Once again I never said anything like that. I said the Spaniards were many times wrong and did horrible things. I never said God authorized or desired any of them. To give a terribly brief description: God many times uses imperfect humans to accomplish a goal. (I have no idea if that actually occurred in this case, I think for many reasons it is likely however). He allows incidental undesirable things to occur that simply come with using faulty humans. Slavery in the OT was not God's desire, divorce is not God's desire, warfare is not God's desire. He allows them to occur because we are so screwed up. It says so in exact language in the bible. God also reserves vengeance until the iniquity has gone so far that any action would not be undeserved. I am not saying he desired Cortez to assassinate all the chiefs in cold blood of neighboring villages. I am saying God allowed it because their sins did not merit stopping it. Christ is the lamb of God, but he is also the lion of Judah. God is no teddy bear and on occasion his wrath is bone chilling. We would have to spend days discussing the doctrine of wrath before any resolution would be possible. Just keep this in mind for now.
1. God can either exact vengeance directly.
2. God can allow vengeance to take the form of a general event that also includes actions he did not directly desire. This is the one that may apply here.

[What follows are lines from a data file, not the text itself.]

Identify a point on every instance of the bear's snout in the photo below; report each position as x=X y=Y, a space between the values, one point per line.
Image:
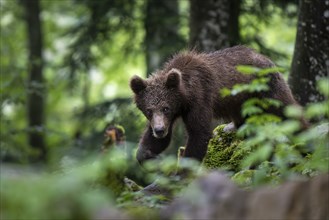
x=159 y=126
x=143 y=155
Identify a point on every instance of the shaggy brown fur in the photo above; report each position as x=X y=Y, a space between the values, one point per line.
x=188 y=86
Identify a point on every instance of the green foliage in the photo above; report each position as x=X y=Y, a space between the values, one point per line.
x=275 y=150
x=224 y=151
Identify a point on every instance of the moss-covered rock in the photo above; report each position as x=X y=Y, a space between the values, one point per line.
x=224 y=150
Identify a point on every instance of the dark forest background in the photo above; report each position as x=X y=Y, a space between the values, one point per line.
x=65 y=64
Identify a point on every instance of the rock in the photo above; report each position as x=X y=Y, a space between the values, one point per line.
x=214 y=196
x=224 y=149
x=210 y=197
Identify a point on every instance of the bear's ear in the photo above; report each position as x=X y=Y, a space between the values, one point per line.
x=137 y=84
x=173 y=78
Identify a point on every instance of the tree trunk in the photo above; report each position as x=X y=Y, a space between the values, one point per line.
x=35 y=82
x=162 y=38
x=310 y=60
x=214 y=24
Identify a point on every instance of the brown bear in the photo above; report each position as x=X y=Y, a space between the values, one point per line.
x=188 y=86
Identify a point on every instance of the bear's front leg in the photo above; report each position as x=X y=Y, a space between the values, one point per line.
x=199 y=134
x=150 y=146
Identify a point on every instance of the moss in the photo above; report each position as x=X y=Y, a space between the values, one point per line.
x=224 y=150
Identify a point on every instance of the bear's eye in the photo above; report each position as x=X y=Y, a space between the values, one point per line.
x=148 y=112
x=165 y=109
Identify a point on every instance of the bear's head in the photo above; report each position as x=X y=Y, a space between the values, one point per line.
x=159 y=98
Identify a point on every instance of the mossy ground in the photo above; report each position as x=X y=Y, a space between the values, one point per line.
x=224 y=151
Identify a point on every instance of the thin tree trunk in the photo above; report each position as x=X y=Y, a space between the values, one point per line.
x=35 y=83
x=214 y=24
x=162 y=37
x=311 y=55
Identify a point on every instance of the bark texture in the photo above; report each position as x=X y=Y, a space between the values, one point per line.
x=311 y=56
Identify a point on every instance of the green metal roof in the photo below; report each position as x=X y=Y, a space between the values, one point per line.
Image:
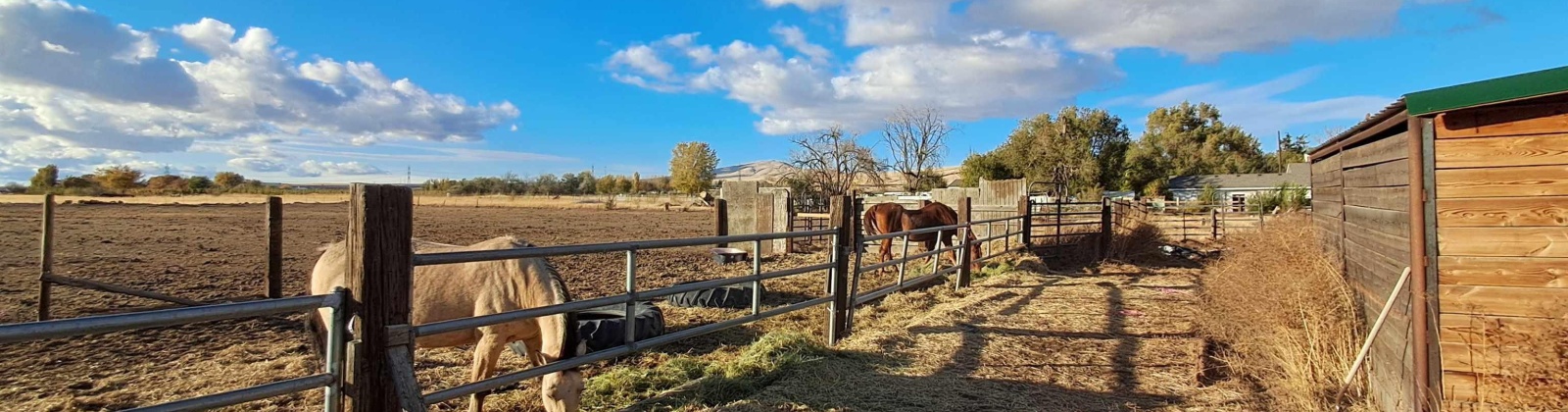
x=1489 y=91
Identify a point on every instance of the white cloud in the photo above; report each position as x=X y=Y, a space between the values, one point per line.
x=984 y=76
x=256 y=164
x=796 y=38
x=74 y=77
x=57 y=47
x=311 y=169
x=1259 y=107
x=807 y=5
x=1199 y=28
x=987 y=59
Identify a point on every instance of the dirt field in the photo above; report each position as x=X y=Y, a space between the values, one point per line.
x=216 y=252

3. These corporate judgments are always way over due and if anyone undeserving gets caught up in it the Bible records that God is aware and eventually they receive absolute justice.
Why didn’t your god just take them out himself?
Why should he have? There is only a fault if you have reason to know an alternate action should have occurred. He did take them out himself in a flood, you condemned that as well. Your bias makes it a heads you win tails God looses proposition.
I’m taking issue with the method by which your god supposedly took them out and your defense of it. He was upset that they were doing terrible things to each other, so he sent other people to do terrible things to them? That’s the best plan he could come up with? Where’s the morality in that?
Your making the same old optimization fallacy you normally do. God and the bible never tell us that God's actions will be optimal in our opinion. If God can only do what you think is perfect, then he could only create other redundant God's like himself. Anything else is less than optimal. When a wayward, faulty, and rebellious race is used by God it will come with rebellion, faults, and wayward actions. If you can prove that God is violating revelation by using man then you may have a point, until then you do not. So far when God wipes out people for sin you condemn him and defend them, when he acts through another (possibly) against one of the most vile culture's in history you condemn him and take their side, when he appears to not have acted you condemn him as well. When he saves everyone that will but believe by paying the entire price you condemn the whole event and him. How can truth be arrived at by this methodology?
Since it is well known that God takes everything a person has if it is used to rebel at the judgment, then I do not see that taking their lives after they took so many of their neighbors lives is more severe. I have noticed over the years that most atheists, most of the time, side with the people who are wrong if God exacts judgment on them. IT reminds me of the well known soldiers complaints against whoever the officers happen to be. Whatever side of an equation we are on we almost always think that side is right and the other wrong regardless of whether that is the slightest bit true.